Eye irritation/corrosion:

The potential of the test substance to induce eye irritants was measured with the means of an in vivo test on rabbits (OECD 405) under non-GLP guidelines. A single dose of 0.1 mL of the liquid test item was introduced into the conjunctival sac of the left eye of 3 Vienna white rabbits (one male, two females). Eyes were closely analysed 1, 24, 48, 72 hrs, 8, 15 and 21 days following administration of the test substance.
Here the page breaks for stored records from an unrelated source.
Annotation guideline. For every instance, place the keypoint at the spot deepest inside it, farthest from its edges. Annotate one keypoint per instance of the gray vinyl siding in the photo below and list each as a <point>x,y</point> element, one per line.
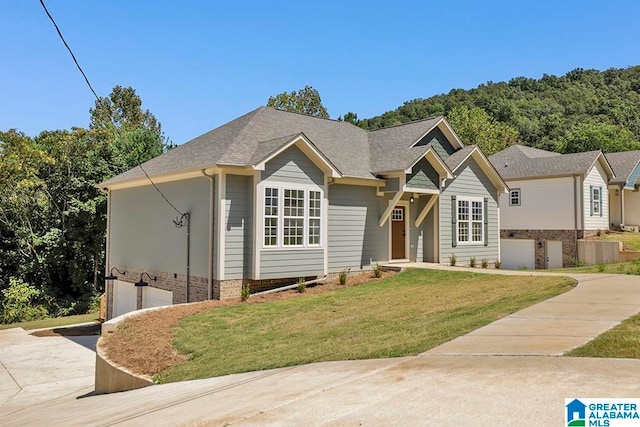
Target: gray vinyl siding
<point>142,233</point>
<point>391,184</point>
<point>355,239</point>
<point>294,167</point>
<point>472,182</point>
<point>439,142</point>
<point>631,182</point>
<point>279,264</point>
<point>423,176</point>
<point>238,241</point>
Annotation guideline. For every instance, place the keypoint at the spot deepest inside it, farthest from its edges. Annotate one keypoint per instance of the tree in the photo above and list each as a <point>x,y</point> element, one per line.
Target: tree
<point>306,101</point>
<point>597,136</point>
<point>475,126</point>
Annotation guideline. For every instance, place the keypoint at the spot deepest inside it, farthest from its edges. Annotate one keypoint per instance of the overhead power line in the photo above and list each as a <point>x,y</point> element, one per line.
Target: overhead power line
<point>69,49</point>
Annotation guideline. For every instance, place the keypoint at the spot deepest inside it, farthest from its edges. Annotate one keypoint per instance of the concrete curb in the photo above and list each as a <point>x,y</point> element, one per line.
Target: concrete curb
<point>111,377</point>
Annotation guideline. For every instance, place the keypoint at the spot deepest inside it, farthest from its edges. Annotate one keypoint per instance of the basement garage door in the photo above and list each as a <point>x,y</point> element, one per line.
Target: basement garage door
<point>154,297</point>
<point>517,253</point>
<point>125,298</point>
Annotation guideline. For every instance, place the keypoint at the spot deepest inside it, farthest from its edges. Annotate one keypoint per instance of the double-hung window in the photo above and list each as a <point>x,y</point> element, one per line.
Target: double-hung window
<point>514,197</point>
<point>292,217</point>
<point>470,220</point>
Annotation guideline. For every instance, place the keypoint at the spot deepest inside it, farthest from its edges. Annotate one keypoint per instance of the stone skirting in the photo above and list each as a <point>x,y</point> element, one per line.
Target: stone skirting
<point>569,239</point>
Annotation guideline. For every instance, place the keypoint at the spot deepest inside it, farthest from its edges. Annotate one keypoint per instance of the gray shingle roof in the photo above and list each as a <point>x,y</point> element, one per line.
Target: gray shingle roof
<point>623,164</point>
<point>516,162</point>
<point>248,139</point>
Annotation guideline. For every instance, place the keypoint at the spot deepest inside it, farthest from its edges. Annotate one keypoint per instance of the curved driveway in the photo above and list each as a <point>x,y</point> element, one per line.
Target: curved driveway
<point>497,375</point>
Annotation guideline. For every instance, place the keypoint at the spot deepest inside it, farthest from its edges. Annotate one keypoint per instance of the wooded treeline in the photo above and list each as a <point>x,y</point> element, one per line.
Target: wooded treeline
<point>580,111</point>
<point>52,216</point>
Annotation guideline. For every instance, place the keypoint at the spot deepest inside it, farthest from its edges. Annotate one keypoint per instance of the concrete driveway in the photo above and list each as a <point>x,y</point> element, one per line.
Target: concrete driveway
<point>498,375</point>
<point>34,370</point>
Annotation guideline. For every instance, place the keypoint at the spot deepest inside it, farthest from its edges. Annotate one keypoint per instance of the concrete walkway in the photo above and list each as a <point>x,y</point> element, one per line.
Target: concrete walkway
<point>479,379</point>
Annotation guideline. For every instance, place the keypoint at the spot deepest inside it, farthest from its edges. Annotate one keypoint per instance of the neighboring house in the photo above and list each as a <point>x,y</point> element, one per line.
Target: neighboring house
<point>274,196</point>
<point>624,197</point>
<point>554,200</point>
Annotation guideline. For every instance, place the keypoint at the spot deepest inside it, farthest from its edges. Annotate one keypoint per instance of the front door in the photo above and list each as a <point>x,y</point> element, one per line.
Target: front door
<point>398,233</point>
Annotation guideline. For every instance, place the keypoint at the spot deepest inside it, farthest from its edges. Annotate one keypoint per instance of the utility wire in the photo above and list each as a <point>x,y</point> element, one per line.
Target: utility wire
<point>69,49</point>
<point>183,218</point>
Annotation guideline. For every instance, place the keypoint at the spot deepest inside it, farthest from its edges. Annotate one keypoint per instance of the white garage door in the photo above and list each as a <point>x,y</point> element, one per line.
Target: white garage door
<point>154,297</point>
<point>125,298</point>
<point>516,254</point>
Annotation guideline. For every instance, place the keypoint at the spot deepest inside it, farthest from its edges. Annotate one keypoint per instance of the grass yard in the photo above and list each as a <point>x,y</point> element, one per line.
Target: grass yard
<point>403,315</point>
<point>623,341</point>
<point>53,322</point>
<point>630,240</point>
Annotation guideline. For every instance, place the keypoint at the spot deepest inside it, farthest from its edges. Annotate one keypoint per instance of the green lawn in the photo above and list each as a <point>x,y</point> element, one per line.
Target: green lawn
<point>404,315</point>
<point>623,341</point>
<point>53,322</point>
<point>632,240</point>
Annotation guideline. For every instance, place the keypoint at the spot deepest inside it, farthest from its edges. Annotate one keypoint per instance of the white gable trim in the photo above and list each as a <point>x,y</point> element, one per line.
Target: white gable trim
<point>487,168</point>
<point>448,132</point>
<point>310,150</point>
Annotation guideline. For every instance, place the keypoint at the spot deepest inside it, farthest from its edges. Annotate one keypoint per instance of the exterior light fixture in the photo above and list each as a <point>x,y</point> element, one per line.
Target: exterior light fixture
<point>112,277</point>
<point>142,282</point>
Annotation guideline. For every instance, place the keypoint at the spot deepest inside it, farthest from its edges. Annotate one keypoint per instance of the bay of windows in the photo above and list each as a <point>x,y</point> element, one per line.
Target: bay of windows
<point>292,217</point>
<point>470,220</point>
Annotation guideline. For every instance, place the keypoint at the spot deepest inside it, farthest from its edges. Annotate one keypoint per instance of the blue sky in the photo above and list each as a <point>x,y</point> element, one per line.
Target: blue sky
<point>199,64</point>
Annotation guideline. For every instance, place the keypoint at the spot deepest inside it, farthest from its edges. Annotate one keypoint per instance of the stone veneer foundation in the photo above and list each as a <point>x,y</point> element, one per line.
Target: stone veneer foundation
<point>176,283</point>
<point>569,239</point>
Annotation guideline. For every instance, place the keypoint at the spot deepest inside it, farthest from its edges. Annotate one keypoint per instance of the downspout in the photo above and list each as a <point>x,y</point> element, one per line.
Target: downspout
<point>575,215</point>
<point>287,287</point>
<point>210,259</point>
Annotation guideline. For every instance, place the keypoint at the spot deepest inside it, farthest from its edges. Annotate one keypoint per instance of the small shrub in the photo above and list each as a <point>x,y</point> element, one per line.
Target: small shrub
<point>302,285</point>
<point>377,271</point>
<point>342,277</point>
<point>246,291</point>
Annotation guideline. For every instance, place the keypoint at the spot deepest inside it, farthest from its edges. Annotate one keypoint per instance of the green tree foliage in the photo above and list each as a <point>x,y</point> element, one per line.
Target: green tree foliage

The following mean score were calculated: cornea score = 1, iris score= 0.8, conjunctivae score = 2.2 and chemosis score = 1.7. Besides the lesions of the iris, all other irritations were not fully reversible within the 21 day observation period.


Effects on eye irritation: highly irritating

Justification for classification or non-classification

Based on the available data, the test substance is not classified with regard to skin irritation according to Directive 67/548/EEC (DSD) and Regulation (EC) No 1272/2008 (CLP), respectively.

According to the harmonised classification criteria laid down in Council Directive 67/548/EEC, Annex I (and subsequent adaptations) the test substance should be classified as highly irritating to the eyes and assigned the symbol Xi, the indication of danger "Irritant" and the risk phrase R41: "Risk of serious damage to eyes" applied.

According to Annex VI, Regulation (EC) No 1272/2008, the following harmonised classification and labelling is proposed: category 1, "Danger", H318 "causes serious eye damage".